Auch deinen Bruder habe ich gesehen, Klara. Ach, möge ich es nie wieder erleben, einen Menschen in meine Arme zu drüken, der alles, alles, auch die fernste Hoffnung, auch den Muth zur Hoffnung, verloren hat! Ich liebe ihn; und er ist Klarans Bruder. – Nun bin ich doch wohl so elend, als ein Mensch nur werden kann.
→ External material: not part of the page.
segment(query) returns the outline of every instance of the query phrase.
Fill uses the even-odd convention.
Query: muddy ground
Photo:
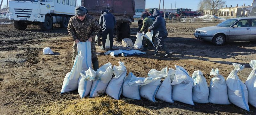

Mein Vater erschossen, mein Oheim am Rande des Grabes, meine Mutter von den wiederholten Schreken krank, um mich her zehn Hospitäler, in denen Tausende hülflos jammern, und dort in Paris eine Rotte, die sich verschworen hat, ihr Glük zum Sturze meines Vaterlandes zu nüzen. O, soll mich noch mehr Unglük treffen, so gebe mein Schiksal es mir in dieser Minute! Bei meinem Schmerze könnte ich die Noth der ganzen Erde tragen, ohne sie stärker zu fühlen.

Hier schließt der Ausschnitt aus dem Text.